Тут бой подал кофе — по-турецки. А к кофе ликеры (на выбор: кюрасо и crème de menthe, и то и другое так себе). Бутылки были неоткупоренные, прямо из магазина, специально для меня. Наверно, если я еще когда-нибудь буду у него обедать, в них окажется столько же, сколько мы оставили. За кофе он расспрашивал меня о моей семье, и как погиб Дэвид, и про папу, и про меня — как я смотрю на жизнь и вообще, и все так по-дружески, так участливо, что у меня язык развязался. (Наверно, он виртуоз по части допросов.
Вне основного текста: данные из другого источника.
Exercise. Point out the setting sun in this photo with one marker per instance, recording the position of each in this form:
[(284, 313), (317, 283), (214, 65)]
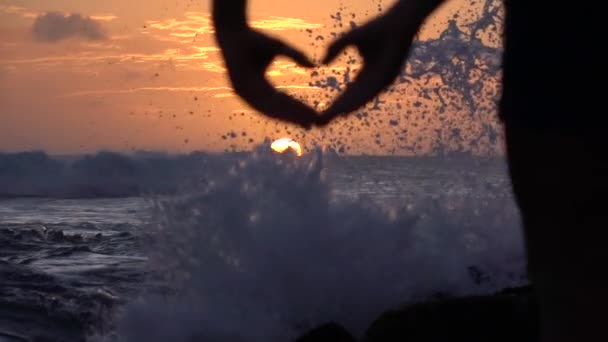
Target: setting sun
[(284, 144)]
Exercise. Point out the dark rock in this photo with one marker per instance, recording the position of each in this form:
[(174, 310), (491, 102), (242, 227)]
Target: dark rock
[(331, 332), (507, 316)]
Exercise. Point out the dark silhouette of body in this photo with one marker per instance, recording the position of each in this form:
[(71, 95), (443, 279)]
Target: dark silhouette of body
[(550, 109)]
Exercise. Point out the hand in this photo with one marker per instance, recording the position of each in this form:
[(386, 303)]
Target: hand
[(247, 54), (384, 44)]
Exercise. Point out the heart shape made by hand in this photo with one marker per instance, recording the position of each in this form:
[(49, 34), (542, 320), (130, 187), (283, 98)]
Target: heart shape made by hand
[(383, 43)]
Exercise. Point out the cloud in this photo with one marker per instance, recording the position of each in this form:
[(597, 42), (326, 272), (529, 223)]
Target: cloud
[(54, 26), (18, 10)]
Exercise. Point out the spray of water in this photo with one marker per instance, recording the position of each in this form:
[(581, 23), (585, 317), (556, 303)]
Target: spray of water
[(264, 252)]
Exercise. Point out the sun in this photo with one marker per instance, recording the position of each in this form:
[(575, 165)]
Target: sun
[(284, 144)]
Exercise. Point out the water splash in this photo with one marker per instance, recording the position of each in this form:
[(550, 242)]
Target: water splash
[(264, 252)]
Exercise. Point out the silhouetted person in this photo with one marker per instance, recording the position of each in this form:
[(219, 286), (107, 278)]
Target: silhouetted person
[(550, 108)]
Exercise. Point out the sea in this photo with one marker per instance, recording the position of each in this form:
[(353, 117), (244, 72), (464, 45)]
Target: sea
[(252, 246)]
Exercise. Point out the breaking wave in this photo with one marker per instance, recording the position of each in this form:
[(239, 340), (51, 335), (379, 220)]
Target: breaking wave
[(264, 252), (105, 174)]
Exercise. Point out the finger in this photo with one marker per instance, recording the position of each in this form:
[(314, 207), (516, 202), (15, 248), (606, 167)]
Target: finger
[(376, 75), (263, 97), (297, 56), (340, 45)]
Это я зря, извини. Но ты меня поймешь.) Потом он заговорил о себе, а я слушала и думала, симпатий ты не вызываешь, но, в сущности, ты добрый человек, поэтому мы с тобой сразу и спелись. Он рассказал, что происходит из «очень заурядной семьи» и, хотя отец его неплохо преуспел, сам он окончил только школу, а дед и бабка у него были «совсем уж невысокого полета». Работал он всегда очень много, и в индийской полиции дела у него пока идут хорошо, и службу эту он считает необходимой, хоть и не особенно привлекательной, но жалеет, что, поскольку он на такой работе, его не взяли в армию, а еще жалеет, что у него не было «настоящей молодости» и ему «не встретилась в жизни подходящая девушка». Ему часто бывает тоскливо. Он знает, что многого предложить не может. Понимает, что мы росли в разных кругах. Наша дружба очень много для него значит.
Тут он иссяк. Я не знала, что сказать, потому что не знала, правильно ли поняла, к чему он клонит. Мы глядели друг на друга и молчали. Наконец он выговорил: «Я прошу вас об одном. Не торопитесь, подумайте и решите, считаете ли вы возможным когда-нибудь стать моей женой».